La grande régression est finalement arrivée. Ce vendredi 1er juin, les députés ont voté l'adoption d'une mesure phare de la loi Elan (Évolution du logement, de l'aménagement et du numérique): la diminution du quota obligatoire de logements neufs accessibles aux handicapés, qui passe de 100% à ... 10%. Les protestations de l'opposition (de gauche comme de droite), des associations de personnes handicapées et du défenseur des droits n'y auront donc rien fait : le processus enclenché par Emmanuel Macron en septembre 2017, qui annonçait vouloir réduire les "normes qui relèvent de très bons sentiments", est arrivé à son terme.
Le raisonnement du gouvernement est simple : jusqu'à présent, tout nouveau logement devait être construit de manière à être accessible aux handicapés. D'après l'exécutif, cette réglementation dissuadait les promoteurs de construire, et faisait partie des causes de la crise du logement en France. L'idée est donc de substituer à "l'accessibilité", considérée comme dogmatique et peu flexible chez les macronistes, la notion "d'adaptabilité" : 10% seulement des nouveaux logements devront être aux normes handicapés mais les 90% restants seront censés être "évolutifs" et pouvoir être rendus accessibles grâce à des travaux simples.

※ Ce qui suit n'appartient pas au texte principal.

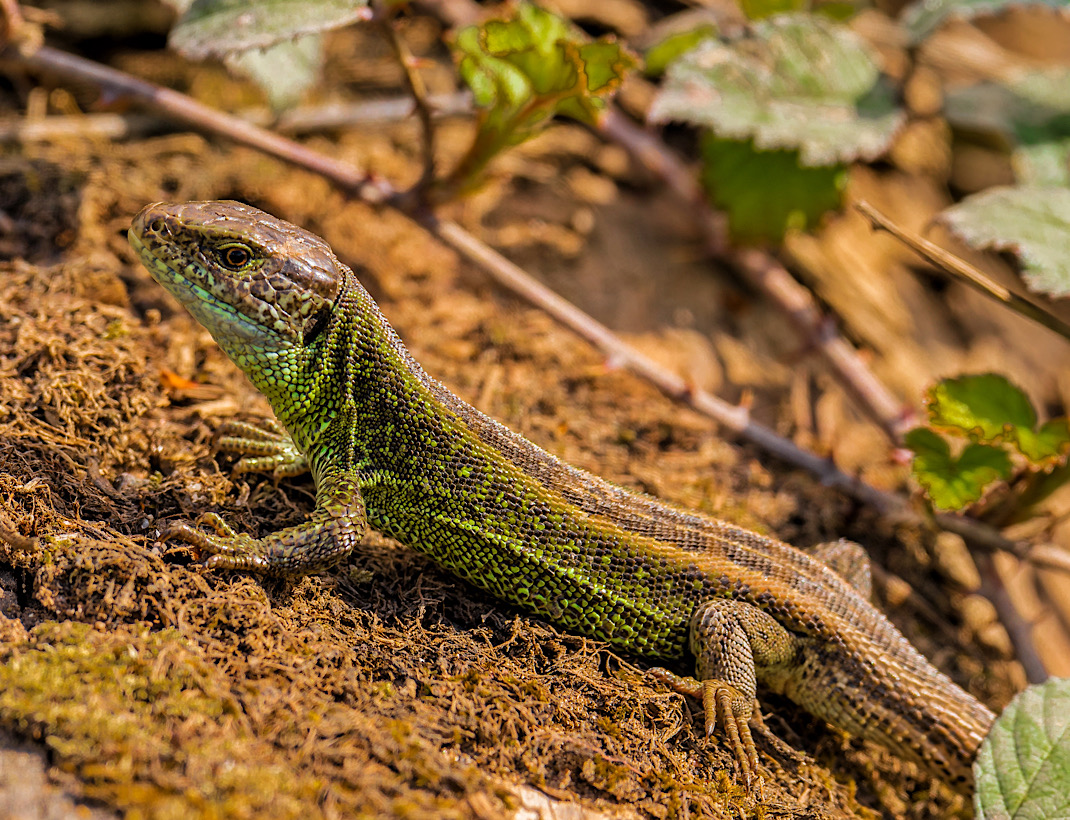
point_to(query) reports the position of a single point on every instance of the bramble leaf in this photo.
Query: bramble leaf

Cette vision se heurte à plusieurs écueils. Tout d'abord, celui du nombre : le quota de logements accessibles, par définition, ne s'applique qu'aux habitations neuves, qui représentent... 1% du parc immobilier français. En construisant seulement 10% de nouveaux logements accessibles, le gouvernement réduit un peu plus un stock d'habitations ouvertes aux handicapés déjà largement grevé par les destructions de barres d'immeubles équipées d'ascenseurs dans les années 2000. En avril dernier, Christian François, administrateur de l’Association nationale pour l’intégration des personnes handicapées moteur (ANPHIM), calculait pour Marianne que la loi Elan se traduirait "dans le parc social par la création anecdotique de 2.300 appartements accessibles par an. Soit un appartement HLM accessible pour… 30.000 habitants".

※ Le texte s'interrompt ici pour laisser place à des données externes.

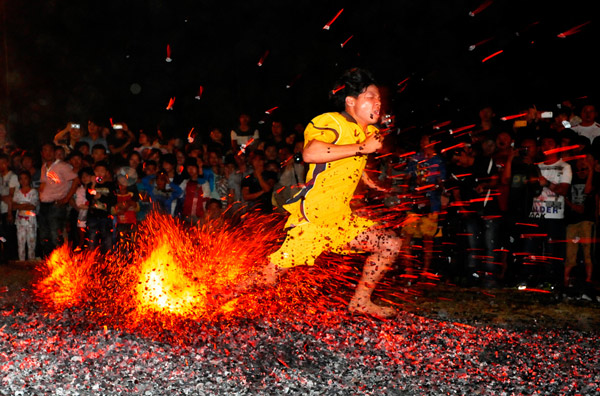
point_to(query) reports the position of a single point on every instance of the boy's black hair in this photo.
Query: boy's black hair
(352, 83)
(98, 146)
(191, 161)
(81, 143)
(169, 158)
(102, 163)
(86, 169)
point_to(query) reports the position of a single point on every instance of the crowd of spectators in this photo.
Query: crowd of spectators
(510, 203)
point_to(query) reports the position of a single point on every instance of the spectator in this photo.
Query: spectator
(9, 182)
(99, 153)
(473, 182)
(5, 141)
(243, 133)
(221, 190)
(215, 142)
(135, 162)
(520, 175)
(548, 212)
(276, 135)
(94, 136)
(59, 153)
(588, 126)
(196, 191)
(75, 159)
(120, 139)
(163, 193)
(68, 137)
(28, 164)
(81, 205)
(125, 210)
(257, 187)
(580, 216)
(169, 164)
(101, 194)
(83, 147)
(58, 183)
(427, 173)
(26, 202)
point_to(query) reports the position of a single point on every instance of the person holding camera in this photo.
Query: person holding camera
(68, 137)
(101, 194)
(58, 183)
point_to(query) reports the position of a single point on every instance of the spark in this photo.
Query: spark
(200, 91)
(463, 128)
(293, 81)
(561, 149)
(511, 117)
(168, 59)
(336, 90)
(346, 42)
(261, 61)
(572, 31)
(271, 110)
(491, 56)
(473, 46)
(328, 25)
(171, 103)
(481, 7)
(244, 146)
(53, 176)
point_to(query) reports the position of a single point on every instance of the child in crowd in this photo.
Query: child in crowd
(26, 202)
(101, 193)
(163, 194)
(80, 203)
(125, 210)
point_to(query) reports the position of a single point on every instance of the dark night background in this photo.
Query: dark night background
(67, 61)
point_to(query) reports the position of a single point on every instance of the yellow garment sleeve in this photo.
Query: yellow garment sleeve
(324, 128)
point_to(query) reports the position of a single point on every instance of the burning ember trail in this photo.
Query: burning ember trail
(176, 275)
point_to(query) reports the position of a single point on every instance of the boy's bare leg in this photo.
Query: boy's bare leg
(385, 247)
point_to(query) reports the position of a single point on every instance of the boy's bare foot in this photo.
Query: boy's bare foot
(357, 307)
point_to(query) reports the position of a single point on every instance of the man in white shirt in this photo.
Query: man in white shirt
(545, 243)
(9, 182)
(588, 126)
(58, 183)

D'éventuelles contreparties à ce recul, comme la diminution du seuil à partir duquel la construction d'un ascenseur devient obligatoire, ont toutes été rejetées par les députés de la majorité. Ceci alors que la société française est confrontée au vieillissement de la population... et à l'explosion potentielle du nombre de personnes à mobilité réduite, devant bénéficier de logements aménagés.
Deuxième faiblesse du projet gouvernemental : le flou qui règne autour de la notion d'adaptabilité. Si Roland Lescure, président macroniste de la commission des Affaires économiques au palais Bourbon, s'est félicité du passage "de la taille unique au sur-mesure", ce n'est pas vraiment l'avis des associations d'handicapés. D'une part, les indications concrètes d'évolutivité restent trop vagues. D'autre part, la notion se heurte au poids du réel : si plusieurs personnes sont candidates pour un logement, comment imaginer qu'un bailleur choisira le locataire handicapé dont le logement nécessite des travaux ? Et si l'occupant d'une habitation est victime d'un accident le rendant handicapé, où sera-t-il logé le temps que les travaux aient lieu, si seulement 10% de logements accessibles sont construits chaque année ?
La loi Elan dénoncée par le Défenseur des droits
Le virage du gouvernement vers une "société d'inclusion" vanté par le secrétaire d'Etat Julien Denormandie ressemble plutôt à une marche arrière. C'est en tout cas un avis partagé dans toutes les nuances de l'opposition : de la France insoumise au Front national - désormais Rassemblement national - en passant par Les Républicains, les députés non-membres de la majorité ont dénoncé le projet de loi Elan. Les associations ont également tenu un discours musclé. Le Comité pour le droit au travail des handicapés et l'égalité des droits (CDTHED) a évoqué un "recul sans précédent", tandis que l'ANPHIM a qualifié le projet "d'absurdité sociale".
Beaucoup voient dans le texte final une victoire des promoteurs immobiliers, très actifs dans le lobbying auprès des parlementaires. Plusieurs associations affirment que la loi Elan est contraire à la convention internationale des Nations unies relative aux droits des personnes handicapées, ratifiée par la France, qui proclame le droit à choisir librement son lieu de vie. Un avis semble-t-il partagé par le Défenseur des droits, Jacques Toubon. En avril dernier, avant le vote du texte, il estimait le projet "totalement contraire au droit" et susceptible de "remettre en cause l'accessibilité universelle".